1
Yorum
0
Beğeni
0,0
Puan
431
Okunma
VERTİGO-2 Veya ŞEKER
Aradan yaklaşık olarak bir hafta geçti. Benim tanıdığım birçok kişi bu hastalığa yakalanmış. Zaman içinde bu hastalığa karşılama ve direnme yollarını öğrenmişler. Ben de onların anlattıklarını can kulağı ile dinleyerek vücudumu ve özellikle beynimi hazırlarken, Doktorumdan esaslı bir darbe yedim.
Geçen hafta ortasında kontrole gittim. Tam çıkarken, ‘’ Tuğrul Bey biraz konuşalım’’ dedi. Olur, konuşalım dedim. ‘’ Tam teşhis koyamadım Pazartesi günü sana daha net bir cevap vereceğim.’’ Dedi. Neden şüpheleniyorsunuz doktor hanım diye sordum.
‘’Vertigo olmayabilirsiniz’’ Şimdi iyice afalladım. Vertigo değilse aynı olumsuz hareketleri hangi hastalık gösterebilirdi? Açıkça moralim alt üst olmuştu.
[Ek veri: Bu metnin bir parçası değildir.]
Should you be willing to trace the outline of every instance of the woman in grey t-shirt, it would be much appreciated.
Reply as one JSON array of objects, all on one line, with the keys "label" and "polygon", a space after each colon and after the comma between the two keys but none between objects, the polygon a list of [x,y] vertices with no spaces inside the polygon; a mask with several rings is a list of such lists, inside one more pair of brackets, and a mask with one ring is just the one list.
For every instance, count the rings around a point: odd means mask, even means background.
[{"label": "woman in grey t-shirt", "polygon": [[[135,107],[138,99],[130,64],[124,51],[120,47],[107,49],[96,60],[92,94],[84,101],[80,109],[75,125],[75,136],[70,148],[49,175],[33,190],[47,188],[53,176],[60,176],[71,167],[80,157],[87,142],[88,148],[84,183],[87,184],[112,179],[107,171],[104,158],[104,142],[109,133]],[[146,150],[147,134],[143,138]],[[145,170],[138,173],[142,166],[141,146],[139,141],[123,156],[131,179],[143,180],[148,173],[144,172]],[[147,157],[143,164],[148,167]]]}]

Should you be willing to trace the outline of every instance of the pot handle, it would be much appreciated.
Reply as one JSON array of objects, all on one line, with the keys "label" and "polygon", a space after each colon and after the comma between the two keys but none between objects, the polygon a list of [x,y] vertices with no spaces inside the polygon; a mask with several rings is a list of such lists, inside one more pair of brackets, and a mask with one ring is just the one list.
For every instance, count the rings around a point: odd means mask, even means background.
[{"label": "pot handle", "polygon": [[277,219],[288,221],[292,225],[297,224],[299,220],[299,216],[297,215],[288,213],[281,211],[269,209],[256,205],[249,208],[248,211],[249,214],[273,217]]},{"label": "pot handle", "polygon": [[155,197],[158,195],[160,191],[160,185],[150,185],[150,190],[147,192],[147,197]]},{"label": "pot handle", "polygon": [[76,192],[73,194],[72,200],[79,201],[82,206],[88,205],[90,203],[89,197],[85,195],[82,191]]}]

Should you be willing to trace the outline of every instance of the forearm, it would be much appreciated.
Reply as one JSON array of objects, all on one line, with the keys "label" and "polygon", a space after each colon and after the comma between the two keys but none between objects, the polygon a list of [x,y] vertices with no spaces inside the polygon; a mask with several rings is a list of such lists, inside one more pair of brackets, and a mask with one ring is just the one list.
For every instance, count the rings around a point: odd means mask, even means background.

Ben kendimi neye hazırlarken şimdi karşıma ne çıkacaktı?
Pazartesi günü hastaneye giderken açıkçası korkuyordum. Doktorumun odasına ilk hasta olarak ben girdim. Beni hasta sedyesine yatırdılar. Vücudumun çeşitli yerlerine kablolar bağladılar. (Ayak bileğime kollarıma ve dizlerime) En az kırk beş dakika kadar elektrik verdiler, emin olun bir araba dayak yemiş gibi oldum. Doktorumda bilgisayar ekranından takip etti bana yapılan işkenceyi.
‘’ Evet doktor hanım netice nedir?’’ Doktorum cevap verdi. Sorunumuz şeker. 300 ün üzerinde. Bu yüksek şeker vücudundaki sinirlerin uçlarını iltihaplandırmış. Sinirlerin beyinle ilişkisi kesildiği için Vertigonun bütün işaretlerini gösteriyor vücudun. Şimdilik durum böyle. Sıkı bir perhize girdim ve verilen ilaçları da kullanarak Şekerimi düşürmekten başka çarem yok. Zaman neyin ne olduğunu daha iyi gösterecek. Şimdi söyleyin bana sevineyim mi? Üzüleyim mi?